ESG matters remain high on the agenda for regulators, both in the UK and globally, with “greenwashing” being a particular concern. The FCA’s sustainability disclosure requirements were due to be published in June 2023 but were delayed, and it is likely that these rules will only be published later this year. Once they take effect, we expect the FCA to immediately tackle potential misconduct using its powers of intervention and, in the most egregious cases, take enforcement action. In the meantime, firms should remain mindful when making sustainability-related claims in respect of their products and services.

Non-financial misconduct also remains an area of focus for the FCA and PRA. We expect the FCA, in conjunction with the Bank of England (BoE), to shortly publish guidance for firms and individuals, including how the FCA expects to deal with allegations of non-financial misconduct and how such misconduct fits within the regulatory framework for financial services employees.

Other key developments include the following.

  1. Whether the FCA will be less inclined to pursue integrity cases against firms, particularly where a lack of integrity is attributed to a firm on the sole basis of the recklessness of its senior managers and employees, given the Upper Tribunal’s judgment in Seiler and others v FCA [2023].
  2. The BoE’s consultation proposing changes to the PRA’s enforcement policies and procedures to help accelerate future PRA enforcement investigations. The BoE’s proposals include providing a route for early co-operation by subjects through the introduction of an “Early Account Scheme” and incentivising early admissions through an enhanced settlement discount. The BoE’s consultation closed on 4 August 2023 and we await the final outcome.

The Consumer Duty 

On 31 July 2023, the FCA’s new Consumer Duty (the “Duty”) came into force for new and existing products and services (with closed products and services due to take effect from 31 July 2024).

The Duty requires firms to ensure that their products and services are fit for purpose and offer fair value, and to help consumers make informed decisions. Firms will also need to focus on preventing harm before it arises, and where harm does appear to occur, address this quickly so any harm is reduced. The Duty introduces a new Principle for Business (Principle 12) and a new Individual Conduct Rule (Rule 6) which requires firms and individuals to deliver good outcomes for retail customers.

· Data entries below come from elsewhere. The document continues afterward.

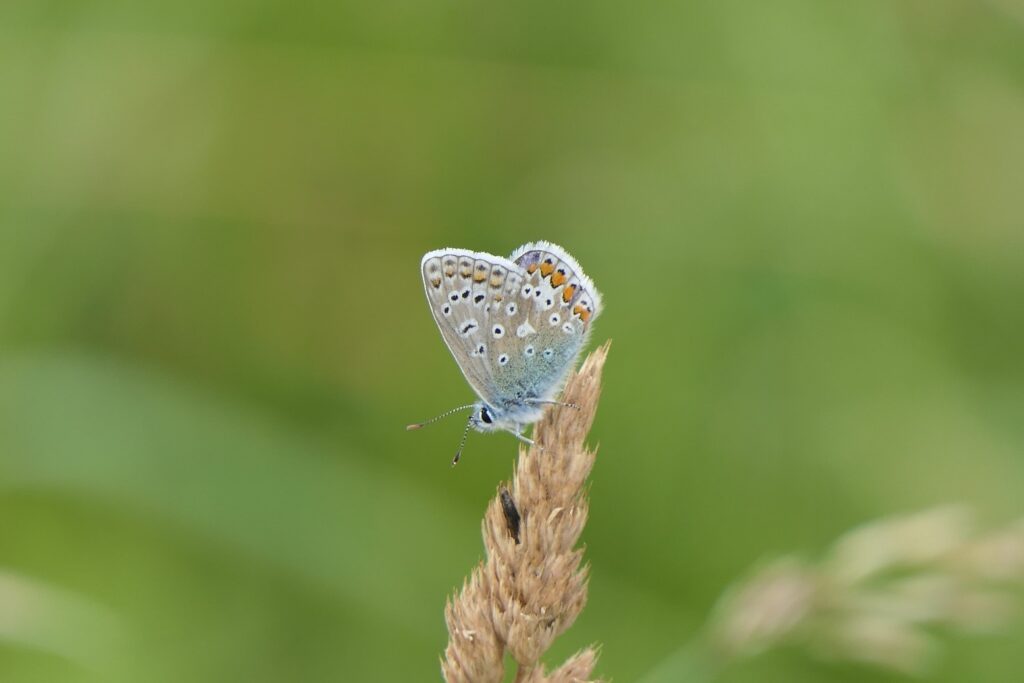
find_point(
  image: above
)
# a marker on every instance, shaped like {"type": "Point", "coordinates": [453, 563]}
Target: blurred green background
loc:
{"type": "Point", "coordinates": [807, 219]}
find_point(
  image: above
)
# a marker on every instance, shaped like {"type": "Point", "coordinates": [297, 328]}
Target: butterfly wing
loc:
{"type": "Point", "coordinates": [467, 292]}
{"type": "Point", "coordinates": [555, 308]}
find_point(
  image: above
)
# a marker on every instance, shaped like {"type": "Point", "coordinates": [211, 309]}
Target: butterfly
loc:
{"type": "Point", "coordinates": [514, 327]}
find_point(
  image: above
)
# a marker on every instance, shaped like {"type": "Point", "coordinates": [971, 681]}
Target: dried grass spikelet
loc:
{"type": "Point", "coordinates": [879, 593]}
{"type": "Point", "coordinates": [528, 592]}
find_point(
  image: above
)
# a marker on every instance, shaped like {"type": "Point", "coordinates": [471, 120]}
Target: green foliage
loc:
{"type": "Point", "coordinates": [805, 218]}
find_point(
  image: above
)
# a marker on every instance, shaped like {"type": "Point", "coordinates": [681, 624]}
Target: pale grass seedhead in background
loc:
{"type": "Point", "coordinates": [880, 592]}
{"type": "Point", "coordinates": [527, 593]}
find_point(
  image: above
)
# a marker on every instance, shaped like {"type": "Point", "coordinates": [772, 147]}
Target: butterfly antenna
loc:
{"type": "Point", "coordinates": [462, 444]}
{"type": "Point", "coordinates": [420, 425]}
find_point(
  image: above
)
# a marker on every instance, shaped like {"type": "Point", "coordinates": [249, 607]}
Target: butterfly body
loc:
{"type": "Point", "coordinates": [514, 326]}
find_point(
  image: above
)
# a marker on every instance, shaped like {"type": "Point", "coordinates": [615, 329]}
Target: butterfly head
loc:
{"type": "Point", "coordinates": [485, 419]}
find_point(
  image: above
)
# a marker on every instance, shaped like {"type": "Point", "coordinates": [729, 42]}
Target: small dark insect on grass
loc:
{"type": "Point", "coordinates": [511, 514]}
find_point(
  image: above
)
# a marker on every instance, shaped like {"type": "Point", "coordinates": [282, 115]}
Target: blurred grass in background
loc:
{"type": "Point", "coordinates": [806, 218]}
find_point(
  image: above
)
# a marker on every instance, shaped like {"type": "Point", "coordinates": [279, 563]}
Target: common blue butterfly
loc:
{"type": "Point", "coordinates": [514, 326]}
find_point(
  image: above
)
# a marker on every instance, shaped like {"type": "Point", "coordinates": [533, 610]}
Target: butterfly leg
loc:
{"type": "Point", "coordinates": [517, 432]}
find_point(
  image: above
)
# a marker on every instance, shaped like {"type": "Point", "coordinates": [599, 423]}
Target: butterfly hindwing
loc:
{"type": "Point", "coordinates": [514, 326]}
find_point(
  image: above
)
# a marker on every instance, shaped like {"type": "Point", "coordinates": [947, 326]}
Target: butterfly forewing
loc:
{"type": "Point", "coordinates": [467, 292]}
{"type": "Point", "coordinates": [516, 326]}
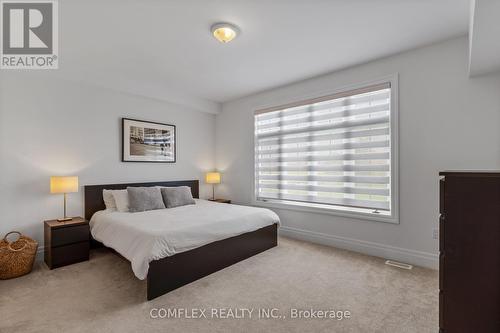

We expect all in-scope firms to remain under scrutiny throughout the rest of 2023 and into 2024, with the FCA wanting to ensure conformity to the new higher standards of consumer protection. The FCA has said that it will initially prioritise the most serious breaches and act assertively where it finds evidence of harm or risk of harm to consumers, including taking enforcement action.

Regulation of crypto-assets 

In February 2023, His Majesty’s Treasury (HMT) published its consultation on a future financial services regulatory regime for crypto-assets, which would bring the regulation of crypto-assets within the existing regulatory framework established by the Financial Services and Markets Act 2000.

HMT intends to pursue a phased approach for regulating crypto-assets, which is being prioritised according to the areas it considers are of greatest risk and opportunity.

Given the potential impact of crypto-assets on the financial services landscape, we expect to see further developments on HMT’s proposals later this year and into 2024. Indeed, the FCA’s 2023/24 Business Plan states that it has already started its preparations for the regulation of crypto-assets.

The digital pound 

In February 2023, the BoE and HMT released a consultation paper on the UK government’s vision for a digital pound, including its functionality and financial stability implications. The consultation suggests that the digital pound would likely take the form of a retail “Central Bank Digital Currency” (CBDC) issued by the BoE and used by businesses and households alike for everyday transactions.

The BoE has stressed that the digital pound would not replace cash. The BoE has not made a decision on whether to introduce the digital pound. At this stage, it is simply exploring possibilities. Any future CBDC would likely take several years to complete, but it is an interesting development that is likely to continue to be debated into 2024.